What the twin topics of the article pointed out to me was our inability to let go of the past and transform ourselves for a future that is absolutely not the same. As our writer indicated, "a vast percentage of all healthcare dollars are used to support the first and last six months of life, and we devote the vast majority of those dollars to the same five chronic illnesses that we can control, but don’t." Do you know why bicycle seats can be so painful? They were designed by saddle makers who could not let go of the past design. They simply made them smaller and smaller until they made no structural sense.
Not unlike the newspaper industry, which needs a complete overhaul--a change-or-die overhaul--the healthcare industry does as well. The primary question becomes "How do we remain relevant?" That is the same challenge faced by the producers of movies, music and magazines as their worlds become digitized.
As a former hospital CEO, I watched with interest the evolution of voice recognition and its impact, or potential impact, on transcriptionists. Hundreds, and even thousands, of employees across the United States were and are employed to transcribe the recorded words of physicians. Then, voice recognition was invented, and physicians began to dictate directly into their computers, only to see their words appear directly upon the monitor of that same computer. Some of those former transcriptionists are now scanning paper medical records into digitized versions of the same. Others are no longer employed. The point here is that this transition did not just sneak up on us, and the current healthcare dilemma was no secret either. It has been the topic of conversation since at least the late 80s, and not much has changed for the good.

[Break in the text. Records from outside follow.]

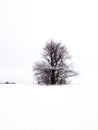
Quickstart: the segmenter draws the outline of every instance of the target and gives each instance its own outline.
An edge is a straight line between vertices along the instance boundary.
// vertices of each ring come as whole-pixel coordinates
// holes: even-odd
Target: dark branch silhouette
[[[34,66],[38,84],[68,84],[69,77],[78,75],[72,65],[67,63],[71,56],[61,43],[48,42],[43,51],[43,58],[42,62]]]

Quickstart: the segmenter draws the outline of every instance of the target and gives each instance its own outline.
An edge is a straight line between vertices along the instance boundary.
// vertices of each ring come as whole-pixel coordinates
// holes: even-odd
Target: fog
[[[62,42],[80,72],[97,84],[97,0],[1,0],[0,82],[33,83],[32,66],[48,40]]]

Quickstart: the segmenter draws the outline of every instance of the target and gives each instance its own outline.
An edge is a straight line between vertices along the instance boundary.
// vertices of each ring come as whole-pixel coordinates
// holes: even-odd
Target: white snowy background
[[[80,75],[34,85],[32,66],[61,41]],[[98,130],[98,1],[0,0],[0,130]]]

Our system evolved around sick care--disease care--not chronic care, and we as a country must find a way to rework it to address wellness and prevention; as Bartholomew says, "overburdened nurses, physicians and managers have already reached their maximum capacity." What we truly are facing is a system that must evolve, and the relevancy of sick care needs to be challenged as we move into the new world order. Let's participate, not criticize. Ideas are more important now than they have been in the last 50 years, and for whatever reason, we have a vast shortage of good ones. Let go of the past, imagine the future and then let's create it together.